E explico. Era presidente do Caer, em Três Rios, e no mesmo período o nosso tradicional Baile à Fantasia, programado para o sábado seguinte à tragédia, tinha passado pela vistoria do Corpo de Bombeiros. Ingressos antecipados tínhamos vendido mais de 2000. Naquela ocasião, a corporação aprovava a realização dos eventos apenas com extintores de incêndio espalhados em pontos estratégicos do clube. Repito, há 10 anos, antes da tragédia, o “nada por” não exigia as portas contra incêndio, sinalizadores de saída de emergência e a construção de uma nova cisterna, mangueiras e tubulações que levassem água para os salões.

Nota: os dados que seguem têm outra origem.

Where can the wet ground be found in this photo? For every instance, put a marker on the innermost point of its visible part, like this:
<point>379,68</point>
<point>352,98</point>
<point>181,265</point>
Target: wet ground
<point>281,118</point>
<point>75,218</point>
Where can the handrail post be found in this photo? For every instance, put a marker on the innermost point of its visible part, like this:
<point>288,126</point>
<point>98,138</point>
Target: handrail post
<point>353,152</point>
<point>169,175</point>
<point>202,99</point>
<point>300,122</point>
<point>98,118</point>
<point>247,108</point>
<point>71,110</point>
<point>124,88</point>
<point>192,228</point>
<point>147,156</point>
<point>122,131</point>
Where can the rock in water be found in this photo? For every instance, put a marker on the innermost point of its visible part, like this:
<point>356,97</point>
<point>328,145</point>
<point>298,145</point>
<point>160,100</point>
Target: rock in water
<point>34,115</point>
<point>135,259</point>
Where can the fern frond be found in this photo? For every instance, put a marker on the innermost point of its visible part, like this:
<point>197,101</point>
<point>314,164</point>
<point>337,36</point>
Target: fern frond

Exigências impostas como aquele cadeado colocado após a porta ter sido arrombada. Pegou fogo lá, poderia ter pego aqui, em Santos, no Recife,em qualquer lugar. E eu, meu vice-presidente e dois componentes da Banda Mix, estariamos sumariamente condenados. Como querem Dona Carina e alguns pais.
A pergunta que faço, diante da nossa suposta condenação, é: e as autoridades que liberaram o evento no Rio Grande do Sul, os fiscais e o prefeito de Santa Maria, não foram condenados?
Ao Alessandro e Mauro, proprietários da Boate Kiss, Marcelo, vocalista da banda, e Lúcio, produtor musical, a nossa solidariedade. Vocês não queriam matar ninguém. E foram mortos afetivamente, condenados publicamente, viram suas reputações serem destruídas porque, mesmo não trazendo seus filhos de volta, o ódio, o rancor e o desejo de vingança são sinais latentes de nossas imperfeições.
E se Deus colocou seu rebanho aqui deixando exercer suas imperfeições, nunca será tarde para nos religarmos a Ele através de uma religião. Religião, do latim religare, significa nos reaproximarmos daquele que nunca deveríamos ter nos afastado.
Luz e paz nos corações de Dona Carina e de tanta gente sofrida.